Which is exactly why she charged him double.
He never argued. The man probably knew she was overcharging him. Probably didn’t care. Clyde wasn’t in the business of arguing. He was in the business of killing. And if he wanted access to certain information, he paid Leona and walked away.
Usually.
But now…
She swiveled in her beloved leather desk chair—one of the few splurges she’d allowed herself—and took stock of her life.
Sweats. Hoodie. Bare feet. Cheeto dust on her keyboard tray. There was a bag of potato chips next to her chair, not even the good kettle kind, but the off-brand kind that tasted vaguely of salt and factory air.
She leaned back, stared at the ceiling.
“I think I’ve become a cliché,” she muttered.
The ceiling didn’t respond. Just one sad fluorescent light up there, neglected like the rest of her life.
She’d once been the girl who stole from billionaires to buy antibiotics for sick people. Now she was feeding Clyde breadcrumbs for his next kill.
And this one? This one felt wrong.
With a grimace, she clicked away from her email and pulled up a browser. The hacker forums could wait. Curiosity got the better of her.
Princess Nahla Al-Sintra. Target. Victim. Also—shockingly—not an idiot.
Leona skimmed her photography portfolio. Landscapes. Animals. Candid portraits with depth. Then she clicked over to Nahla’s website design samples. Clean. Elegant. Nothing overblown. Just simple beauty.
“Damn,” she whispered. “She’s good.”
Two hours later, Leona leaned her cheek against her hand, staring at a zoomed-in photo of a golden retriever puppy with a lopsided grin. He was muddy, half-starved, and adorable. And in the background—blurred, but unmistakable—was Clyde.
The photo that had triggered the hit.
“Seriously?” Leona whispered. “He’s going to kill her over a puppy photo?”
The guilt settled hard in her chest. She clicked back to the puppy. Something in that image—maybe the way the fluffball looked straight at the camera like he trusted Nahla—made her stomach twist.
Leona blinked at the picture again. “Damn it.
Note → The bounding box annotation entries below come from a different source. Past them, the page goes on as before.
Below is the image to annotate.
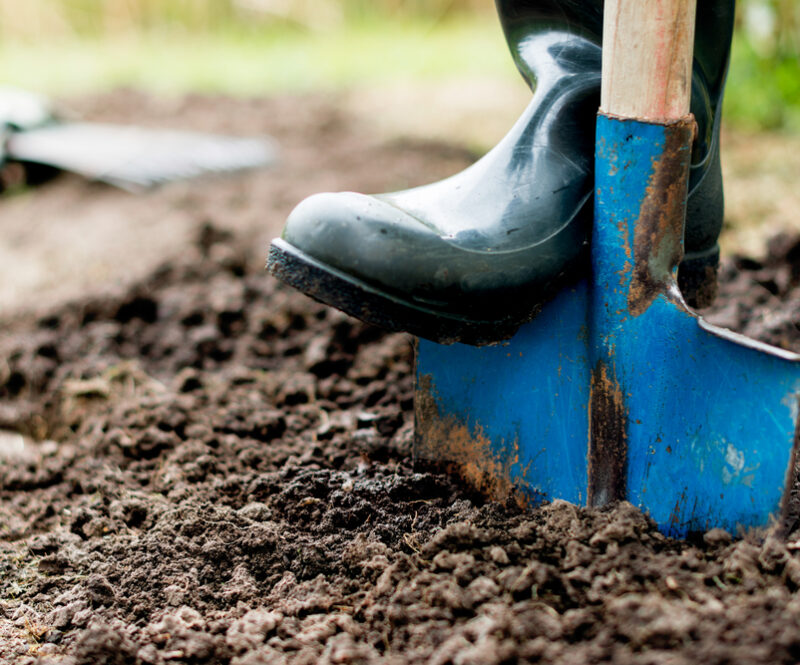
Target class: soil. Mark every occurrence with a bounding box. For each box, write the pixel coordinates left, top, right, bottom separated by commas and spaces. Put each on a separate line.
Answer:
0, 92, 800, 665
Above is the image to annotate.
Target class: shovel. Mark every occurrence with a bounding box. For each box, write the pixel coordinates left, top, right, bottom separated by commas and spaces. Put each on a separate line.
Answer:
415, 0, 800, 537
0, 88, 277, 192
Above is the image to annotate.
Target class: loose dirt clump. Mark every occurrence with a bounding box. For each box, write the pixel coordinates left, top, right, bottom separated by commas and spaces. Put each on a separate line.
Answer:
0, 92, 800, 665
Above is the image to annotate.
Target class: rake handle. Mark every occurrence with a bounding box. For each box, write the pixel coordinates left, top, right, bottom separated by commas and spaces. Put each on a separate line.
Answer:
600, 0, 697, 123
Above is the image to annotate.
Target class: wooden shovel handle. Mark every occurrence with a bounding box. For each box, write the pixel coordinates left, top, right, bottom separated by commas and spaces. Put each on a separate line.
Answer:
600, 0, 697, 123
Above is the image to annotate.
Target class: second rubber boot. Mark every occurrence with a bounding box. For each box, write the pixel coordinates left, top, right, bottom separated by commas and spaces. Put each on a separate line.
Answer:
268, 0, 732, 344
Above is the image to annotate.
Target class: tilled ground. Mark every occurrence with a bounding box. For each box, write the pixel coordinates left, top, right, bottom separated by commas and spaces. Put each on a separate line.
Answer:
0, 92, 800, 665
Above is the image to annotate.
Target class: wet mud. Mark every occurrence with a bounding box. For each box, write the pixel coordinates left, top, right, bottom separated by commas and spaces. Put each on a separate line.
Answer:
0, 93, 800, 665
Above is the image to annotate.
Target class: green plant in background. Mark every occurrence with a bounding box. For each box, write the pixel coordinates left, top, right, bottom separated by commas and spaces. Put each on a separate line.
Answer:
728, 0, 800, 132
0, 0, 800, 132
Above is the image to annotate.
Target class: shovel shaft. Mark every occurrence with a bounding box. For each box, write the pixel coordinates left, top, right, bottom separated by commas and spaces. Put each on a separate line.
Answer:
600, 0, 697, 122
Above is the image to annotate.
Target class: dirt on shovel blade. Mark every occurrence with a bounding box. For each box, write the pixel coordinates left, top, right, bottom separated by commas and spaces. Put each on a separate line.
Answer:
0, 96, 800, 665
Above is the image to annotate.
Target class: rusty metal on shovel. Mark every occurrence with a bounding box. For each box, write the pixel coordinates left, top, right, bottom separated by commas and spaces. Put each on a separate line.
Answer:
416, 0, 800, 536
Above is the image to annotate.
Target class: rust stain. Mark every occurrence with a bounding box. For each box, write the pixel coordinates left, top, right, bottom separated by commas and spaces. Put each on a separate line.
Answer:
628, 115, 697, 316
773, 398, 800, 540
588, 360, 628, 506
414, 375, 530, 507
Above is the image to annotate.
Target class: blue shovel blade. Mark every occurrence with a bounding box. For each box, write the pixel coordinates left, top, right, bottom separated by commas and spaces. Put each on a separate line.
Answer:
416, 282, 800, 536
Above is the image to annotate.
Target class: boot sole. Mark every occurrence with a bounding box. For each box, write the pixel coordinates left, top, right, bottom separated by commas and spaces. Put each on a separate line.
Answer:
267, 238, 541, 346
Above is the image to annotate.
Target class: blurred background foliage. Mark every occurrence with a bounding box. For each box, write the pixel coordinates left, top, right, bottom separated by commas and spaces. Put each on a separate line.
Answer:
0, 0, 800, 132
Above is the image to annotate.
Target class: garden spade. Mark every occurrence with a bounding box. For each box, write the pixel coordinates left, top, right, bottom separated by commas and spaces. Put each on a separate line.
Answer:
0, 88, 276, 190
415, 0, 800, 536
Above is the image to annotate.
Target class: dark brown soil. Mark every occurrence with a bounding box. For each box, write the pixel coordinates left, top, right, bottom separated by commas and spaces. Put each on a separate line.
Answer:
0, 95, 800, 665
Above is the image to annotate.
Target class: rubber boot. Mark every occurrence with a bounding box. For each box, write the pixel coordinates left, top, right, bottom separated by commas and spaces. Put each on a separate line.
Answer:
267, 0, 733, 345
504, 0, 736, 308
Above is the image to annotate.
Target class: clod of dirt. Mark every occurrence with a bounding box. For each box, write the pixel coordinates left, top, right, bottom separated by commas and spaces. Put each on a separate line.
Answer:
0, 89, 800, 665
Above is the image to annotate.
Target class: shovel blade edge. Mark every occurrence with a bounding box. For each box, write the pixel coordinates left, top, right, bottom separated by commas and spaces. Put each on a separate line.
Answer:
415, 282, 800, 537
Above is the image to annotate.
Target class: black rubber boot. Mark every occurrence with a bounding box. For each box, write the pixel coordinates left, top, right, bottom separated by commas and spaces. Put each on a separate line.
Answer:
504, 0, 736, 307
268, 0, 733, 344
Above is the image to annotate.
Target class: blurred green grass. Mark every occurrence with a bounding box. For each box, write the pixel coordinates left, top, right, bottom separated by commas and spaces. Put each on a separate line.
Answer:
0, 0, 800, 132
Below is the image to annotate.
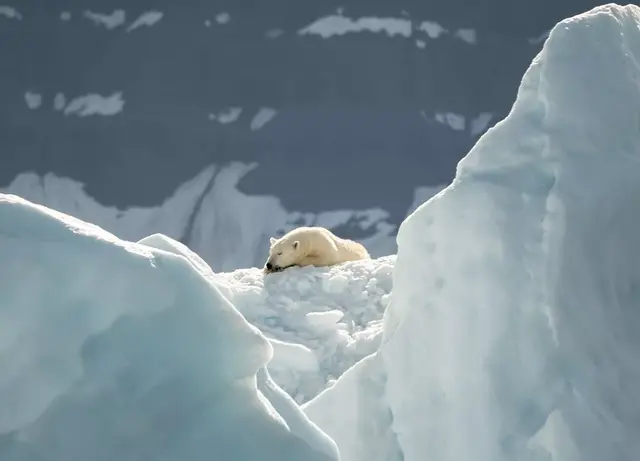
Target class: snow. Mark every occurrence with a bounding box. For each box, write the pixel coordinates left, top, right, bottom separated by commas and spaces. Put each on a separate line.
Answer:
216, 11, 231, 24
264, 29, 284, 39
84, 10, 126, 30
303, 5, 640, 461
207, 106, 242, 125
249, 107, 278, 131
127, 10, 164, 32
209, 255, 395, 403
24, 91, 42, 110
0, 195, 339, 461
418, 21, 448, 38
470, 112, 493, 137
53, 93, 67, 112
435, 112, 465, 131
64, 91, 124, 117
0, 162, 397, 271
454, 29, 478, 45
0, 5, 22, 21
298, 14, 411, 38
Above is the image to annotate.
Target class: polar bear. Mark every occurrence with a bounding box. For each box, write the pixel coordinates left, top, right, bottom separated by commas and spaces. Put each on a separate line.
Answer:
263, 227, 371, 274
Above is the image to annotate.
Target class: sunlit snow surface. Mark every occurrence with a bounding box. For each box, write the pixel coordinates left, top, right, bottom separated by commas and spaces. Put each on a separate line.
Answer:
305, 5, 640, 461
0, 195, 337, 461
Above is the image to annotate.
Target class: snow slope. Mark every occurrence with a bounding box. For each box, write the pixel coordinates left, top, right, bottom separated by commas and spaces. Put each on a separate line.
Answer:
304, 5, 640, 461
0, 195, 338, 461
140, 230, 395, 403
0, 162, 424, 272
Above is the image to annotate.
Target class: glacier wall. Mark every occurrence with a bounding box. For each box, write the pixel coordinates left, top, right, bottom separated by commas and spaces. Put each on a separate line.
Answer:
381, 5, 640, 461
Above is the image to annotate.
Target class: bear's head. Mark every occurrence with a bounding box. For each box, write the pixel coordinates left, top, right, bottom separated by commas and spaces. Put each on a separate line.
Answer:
263, 237, 302, 274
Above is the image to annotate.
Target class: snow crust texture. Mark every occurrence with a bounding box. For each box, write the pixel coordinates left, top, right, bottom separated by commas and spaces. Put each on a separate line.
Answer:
0, 195, 338, 461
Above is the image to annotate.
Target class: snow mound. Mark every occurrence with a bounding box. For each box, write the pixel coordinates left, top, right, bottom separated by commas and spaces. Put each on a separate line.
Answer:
0, 195, 338, 461
139, 234, 395, 403
304, 5, 640, 461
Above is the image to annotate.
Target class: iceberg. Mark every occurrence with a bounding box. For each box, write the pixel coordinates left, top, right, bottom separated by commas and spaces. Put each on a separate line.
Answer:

I want a dog.”
A dog wouldn’t snort all her rent money like her last boyfriend had. A puppy wouldn’t ignore her to go off and drink beer with his friends. A puppy wouldn’t expect flawless code delivered within twenty-four hours. It would just wag its tail and want food and love.
“I need to get a grip,” she muttered, pushing the bag of Cheetos farther away like they were the root of all evil. She glanced down. No shoes. Again. When had she last worn shoes?
Probably before the last job.
Or maybe the one before that.
Okay, new rule: leave the office once a day to get healthy food for lunch. Every day.
She could start there. Baby steps. Like, literal baby steps, because her calves had probably atrophied.
Still… something about this job didn’t sit right.
Maybe she couldn’t stop Clyde. But she could slow him down. Maybe reroute a few data trails. Plant some misleading information. Set some digital traps.
After all, Nahla wasn’t just some vapid royal. She had heart. She had talent. And she’d saved a puppy.
If that didn’t make her worth protecting—even secretly—Leona didn’t know what did.